Although coverage of collective bargaining agreements has been declining for decades in most countries, it is still extensive, especially in non-Anglo-Saxon countries. Strong unions may influence firms' incentives to invest in capital, particularly in sectors where capital investments are sunk (irreversible), as in research-intensive sectors. Whether unions affect firms' investment in capital depends on the structure and coordination of bargaining, the preference of unions between wages and employment, the quality of labor-management relations, the structure of corporate governance, and the existence of social pacts, among other factors.
By negotiating higher wages, unions may induce firms to reduce employment and substitute capital for labor.
In a strategic environment with bargaining over both wages and employment, greater union power may increase investment in research and development and thus innovation.
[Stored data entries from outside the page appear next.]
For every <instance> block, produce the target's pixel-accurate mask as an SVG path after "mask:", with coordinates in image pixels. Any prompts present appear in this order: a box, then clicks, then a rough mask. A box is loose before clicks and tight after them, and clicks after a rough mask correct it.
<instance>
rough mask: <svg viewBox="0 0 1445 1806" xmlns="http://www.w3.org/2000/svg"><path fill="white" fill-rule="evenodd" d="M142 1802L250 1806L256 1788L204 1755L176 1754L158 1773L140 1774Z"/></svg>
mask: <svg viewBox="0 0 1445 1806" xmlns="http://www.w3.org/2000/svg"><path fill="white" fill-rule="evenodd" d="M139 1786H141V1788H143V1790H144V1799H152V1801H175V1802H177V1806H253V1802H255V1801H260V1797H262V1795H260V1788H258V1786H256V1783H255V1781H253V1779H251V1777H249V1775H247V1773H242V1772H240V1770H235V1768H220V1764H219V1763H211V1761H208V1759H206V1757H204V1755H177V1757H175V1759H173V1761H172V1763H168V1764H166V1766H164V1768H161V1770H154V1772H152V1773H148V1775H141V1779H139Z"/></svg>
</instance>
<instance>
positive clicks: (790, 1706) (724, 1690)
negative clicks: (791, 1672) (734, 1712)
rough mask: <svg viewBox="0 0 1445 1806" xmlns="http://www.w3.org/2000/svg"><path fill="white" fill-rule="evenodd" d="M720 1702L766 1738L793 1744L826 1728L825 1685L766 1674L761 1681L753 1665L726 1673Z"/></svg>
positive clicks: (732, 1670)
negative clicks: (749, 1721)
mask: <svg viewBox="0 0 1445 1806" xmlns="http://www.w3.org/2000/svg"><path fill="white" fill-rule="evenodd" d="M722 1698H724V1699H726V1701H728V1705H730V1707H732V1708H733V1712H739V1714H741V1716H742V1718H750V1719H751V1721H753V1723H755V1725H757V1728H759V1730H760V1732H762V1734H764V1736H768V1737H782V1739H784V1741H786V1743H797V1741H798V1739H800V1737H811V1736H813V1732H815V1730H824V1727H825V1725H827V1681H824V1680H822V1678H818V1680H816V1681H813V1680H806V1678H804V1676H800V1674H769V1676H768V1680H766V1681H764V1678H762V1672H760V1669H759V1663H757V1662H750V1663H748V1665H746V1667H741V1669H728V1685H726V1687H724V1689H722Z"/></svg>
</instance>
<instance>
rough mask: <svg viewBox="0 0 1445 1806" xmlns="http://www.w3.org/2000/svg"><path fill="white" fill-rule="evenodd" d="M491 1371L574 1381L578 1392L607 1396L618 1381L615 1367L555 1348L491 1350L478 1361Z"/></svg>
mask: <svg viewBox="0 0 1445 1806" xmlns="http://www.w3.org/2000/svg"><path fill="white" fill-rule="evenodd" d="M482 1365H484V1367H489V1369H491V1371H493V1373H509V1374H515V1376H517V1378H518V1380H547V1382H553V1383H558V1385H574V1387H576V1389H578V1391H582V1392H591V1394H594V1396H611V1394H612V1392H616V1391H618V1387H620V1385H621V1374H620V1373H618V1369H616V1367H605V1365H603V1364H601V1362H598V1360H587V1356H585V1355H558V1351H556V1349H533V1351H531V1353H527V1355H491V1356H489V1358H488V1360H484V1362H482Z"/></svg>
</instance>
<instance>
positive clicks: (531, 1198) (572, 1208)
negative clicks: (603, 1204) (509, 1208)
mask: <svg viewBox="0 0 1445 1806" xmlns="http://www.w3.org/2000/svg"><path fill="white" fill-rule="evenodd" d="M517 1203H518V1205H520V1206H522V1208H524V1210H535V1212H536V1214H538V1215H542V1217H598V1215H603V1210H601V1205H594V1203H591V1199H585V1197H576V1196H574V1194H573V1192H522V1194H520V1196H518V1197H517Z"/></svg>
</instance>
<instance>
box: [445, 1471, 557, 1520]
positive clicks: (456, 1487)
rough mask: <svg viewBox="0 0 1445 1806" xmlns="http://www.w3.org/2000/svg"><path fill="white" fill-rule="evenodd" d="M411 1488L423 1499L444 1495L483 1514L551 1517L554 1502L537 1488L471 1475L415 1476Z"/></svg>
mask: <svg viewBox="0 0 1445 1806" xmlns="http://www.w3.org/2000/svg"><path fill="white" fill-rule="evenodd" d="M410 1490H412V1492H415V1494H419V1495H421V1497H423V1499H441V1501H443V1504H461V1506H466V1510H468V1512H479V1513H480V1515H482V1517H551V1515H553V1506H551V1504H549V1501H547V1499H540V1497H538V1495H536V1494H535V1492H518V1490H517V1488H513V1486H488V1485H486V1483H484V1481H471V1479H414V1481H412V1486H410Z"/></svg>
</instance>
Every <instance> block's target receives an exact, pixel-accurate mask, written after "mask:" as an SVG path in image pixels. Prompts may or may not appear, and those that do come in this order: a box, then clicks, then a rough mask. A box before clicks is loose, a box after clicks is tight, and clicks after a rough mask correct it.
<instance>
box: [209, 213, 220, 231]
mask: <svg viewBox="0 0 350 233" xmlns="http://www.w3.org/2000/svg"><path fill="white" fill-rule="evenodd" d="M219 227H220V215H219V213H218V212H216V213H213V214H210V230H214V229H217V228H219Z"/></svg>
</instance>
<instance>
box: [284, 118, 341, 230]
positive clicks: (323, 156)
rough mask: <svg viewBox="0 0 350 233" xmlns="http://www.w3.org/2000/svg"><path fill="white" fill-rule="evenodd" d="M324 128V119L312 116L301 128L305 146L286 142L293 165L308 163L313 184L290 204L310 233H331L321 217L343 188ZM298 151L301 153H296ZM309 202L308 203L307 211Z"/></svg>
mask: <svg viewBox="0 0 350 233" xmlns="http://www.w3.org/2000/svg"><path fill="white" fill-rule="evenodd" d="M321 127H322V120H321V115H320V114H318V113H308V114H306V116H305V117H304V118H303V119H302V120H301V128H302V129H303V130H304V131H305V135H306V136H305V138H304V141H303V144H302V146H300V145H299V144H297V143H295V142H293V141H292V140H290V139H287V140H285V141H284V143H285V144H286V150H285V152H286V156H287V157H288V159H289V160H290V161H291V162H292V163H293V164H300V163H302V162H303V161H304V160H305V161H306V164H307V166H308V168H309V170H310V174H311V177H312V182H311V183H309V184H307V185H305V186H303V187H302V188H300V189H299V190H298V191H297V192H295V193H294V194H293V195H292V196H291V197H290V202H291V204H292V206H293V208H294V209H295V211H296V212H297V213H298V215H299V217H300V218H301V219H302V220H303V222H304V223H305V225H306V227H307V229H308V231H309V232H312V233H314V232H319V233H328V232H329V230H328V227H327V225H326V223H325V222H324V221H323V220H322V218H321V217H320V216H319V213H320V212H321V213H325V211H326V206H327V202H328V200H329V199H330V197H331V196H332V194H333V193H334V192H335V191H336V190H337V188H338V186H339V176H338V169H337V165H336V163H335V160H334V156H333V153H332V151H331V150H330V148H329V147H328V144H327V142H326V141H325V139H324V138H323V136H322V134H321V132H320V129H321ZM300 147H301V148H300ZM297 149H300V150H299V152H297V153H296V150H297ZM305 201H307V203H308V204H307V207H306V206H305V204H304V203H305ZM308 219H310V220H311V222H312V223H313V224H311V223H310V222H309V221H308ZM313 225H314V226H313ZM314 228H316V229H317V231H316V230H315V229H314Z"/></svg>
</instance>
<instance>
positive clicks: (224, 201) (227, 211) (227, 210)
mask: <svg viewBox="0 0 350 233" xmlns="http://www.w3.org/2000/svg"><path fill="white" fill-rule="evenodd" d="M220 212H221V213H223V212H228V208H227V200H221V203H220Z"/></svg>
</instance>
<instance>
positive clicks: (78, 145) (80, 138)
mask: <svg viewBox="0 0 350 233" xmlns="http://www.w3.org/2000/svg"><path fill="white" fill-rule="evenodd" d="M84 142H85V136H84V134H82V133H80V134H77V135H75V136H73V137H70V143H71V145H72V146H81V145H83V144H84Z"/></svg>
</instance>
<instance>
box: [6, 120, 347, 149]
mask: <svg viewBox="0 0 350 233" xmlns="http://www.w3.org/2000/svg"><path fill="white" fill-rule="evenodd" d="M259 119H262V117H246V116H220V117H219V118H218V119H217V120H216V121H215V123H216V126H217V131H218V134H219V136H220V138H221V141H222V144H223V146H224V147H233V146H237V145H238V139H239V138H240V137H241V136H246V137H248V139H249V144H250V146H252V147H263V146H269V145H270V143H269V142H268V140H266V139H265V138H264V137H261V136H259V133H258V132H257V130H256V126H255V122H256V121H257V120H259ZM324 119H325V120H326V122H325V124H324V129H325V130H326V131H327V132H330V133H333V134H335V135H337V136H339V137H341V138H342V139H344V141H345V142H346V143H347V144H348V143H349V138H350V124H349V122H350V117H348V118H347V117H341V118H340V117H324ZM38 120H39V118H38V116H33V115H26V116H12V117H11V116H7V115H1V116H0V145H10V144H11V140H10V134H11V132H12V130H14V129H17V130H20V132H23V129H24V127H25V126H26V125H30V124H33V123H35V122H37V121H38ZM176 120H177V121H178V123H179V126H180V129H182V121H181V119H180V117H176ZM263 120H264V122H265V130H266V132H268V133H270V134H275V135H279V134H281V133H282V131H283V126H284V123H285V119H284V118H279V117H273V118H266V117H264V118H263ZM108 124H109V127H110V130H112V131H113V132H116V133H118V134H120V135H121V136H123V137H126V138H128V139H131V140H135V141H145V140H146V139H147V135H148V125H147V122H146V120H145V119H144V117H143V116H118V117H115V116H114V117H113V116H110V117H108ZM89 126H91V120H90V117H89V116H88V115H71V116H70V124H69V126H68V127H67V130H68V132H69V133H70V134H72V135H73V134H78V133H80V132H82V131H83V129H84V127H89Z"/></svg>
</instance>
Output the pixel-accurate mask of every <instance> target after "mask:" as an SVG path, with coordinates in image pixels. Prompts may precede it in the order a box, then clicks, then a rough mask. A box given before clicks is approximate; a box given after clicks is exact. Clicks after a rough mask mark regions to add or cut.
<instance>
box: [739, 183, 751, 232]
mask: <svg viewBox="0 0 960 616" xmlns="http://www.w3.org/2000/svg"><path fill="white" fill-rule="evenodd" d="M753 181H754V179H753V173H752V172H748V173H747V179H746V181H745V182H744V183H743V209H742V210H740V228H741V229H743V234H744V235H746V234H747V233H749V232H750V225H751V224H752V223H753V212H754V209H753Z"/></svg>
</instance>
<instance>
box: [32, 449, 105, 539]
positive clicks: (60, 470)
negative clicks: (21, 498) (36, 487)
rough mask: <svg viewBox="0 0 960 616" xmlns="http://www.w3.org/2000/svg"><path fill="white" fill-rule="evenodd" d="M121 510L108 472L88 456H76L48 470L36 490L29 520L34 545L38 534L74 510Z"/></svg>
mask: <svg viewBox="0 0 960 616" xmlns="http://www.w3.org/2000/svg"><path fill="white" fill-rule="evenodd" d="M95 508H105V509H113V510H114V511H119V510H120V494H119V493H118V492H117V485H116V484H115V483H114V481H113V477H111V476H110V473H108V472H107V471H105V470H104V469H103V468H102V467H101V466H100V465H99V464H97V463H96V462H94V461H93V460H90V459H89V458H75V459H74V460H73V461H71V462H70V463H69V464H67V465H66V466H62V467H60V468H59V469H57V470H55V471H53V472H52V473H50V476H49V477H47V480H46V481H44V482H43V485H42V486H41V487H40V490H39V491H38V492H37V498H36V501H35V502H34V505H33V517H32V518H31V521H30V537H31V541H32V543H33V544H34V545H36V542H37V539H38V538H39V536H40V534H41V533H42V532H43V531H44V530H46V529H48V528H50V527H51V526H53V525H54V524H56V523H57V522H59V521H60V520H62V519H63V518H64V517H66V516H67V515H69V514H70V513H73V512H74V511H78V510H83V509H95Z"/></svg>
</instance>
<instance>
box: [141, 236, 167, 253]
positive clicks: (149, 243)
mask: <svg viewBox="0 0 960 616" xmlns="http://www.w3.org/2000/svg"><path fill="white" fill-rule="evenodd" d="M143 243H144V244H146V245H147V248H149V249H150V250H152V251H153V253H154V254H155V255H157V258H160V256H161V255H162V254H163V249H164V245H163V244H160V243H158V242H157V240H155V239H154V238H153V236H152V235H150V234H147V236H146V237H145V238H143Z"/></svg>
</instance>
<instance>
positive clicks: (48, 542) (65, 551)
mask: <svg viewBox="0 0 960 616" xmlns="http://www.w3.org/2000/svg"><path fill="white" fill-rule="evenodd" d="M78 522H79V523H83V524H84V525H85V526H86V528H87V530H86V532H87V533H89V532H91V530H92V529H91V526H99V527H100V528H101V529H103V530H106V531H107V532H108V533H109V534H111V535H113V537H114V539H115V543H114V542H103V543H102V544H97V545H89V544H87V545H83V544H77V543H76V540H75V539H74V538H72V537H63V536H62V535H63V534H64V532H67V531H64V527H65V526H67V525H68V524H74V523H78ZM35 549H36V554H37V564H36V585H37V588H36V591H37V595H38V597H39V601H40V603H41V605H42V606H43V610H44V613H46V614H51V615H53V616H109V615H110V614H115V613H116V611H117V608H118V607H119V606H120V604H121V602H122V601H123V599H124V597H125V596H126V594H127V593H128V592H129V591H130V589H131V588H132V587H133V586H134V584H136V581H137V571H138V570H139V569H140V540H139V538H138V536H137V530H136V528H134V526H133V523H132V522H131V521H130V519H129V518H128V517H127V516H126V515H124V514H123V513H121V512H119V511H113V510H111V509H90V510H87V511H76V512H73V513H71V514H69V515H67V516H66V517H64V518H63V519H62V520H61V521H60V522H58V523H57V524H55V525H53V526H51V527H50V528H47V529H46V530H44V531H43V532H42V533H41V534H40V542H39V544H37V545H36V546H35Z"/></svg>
Where long-term labor contracts are common, unions may commit in advance not to appropriate rents from investment.
Positive labor relations, the existence of social pacts, and codetermination may boost investment.
If a union expects substantial gains from an innovation, it will bargain for high research and development expenditures when its power increases.
By raising wage demands after contract negotiation, unions may seize returns on capital and impede investment in capital.
The reduction in investment is larger when capital investment is sunk, as in research-intensive industries.
As long as the returns to capital are appropriable, firms react to union power by reducing both physical capital and research and development expenditures.
Unions have a negative effect on research and development investment in the US, but this effect is not found in other countries.
Cross-country evidence shows significant negative effects of unions on investment, especially in research-intensive sectors.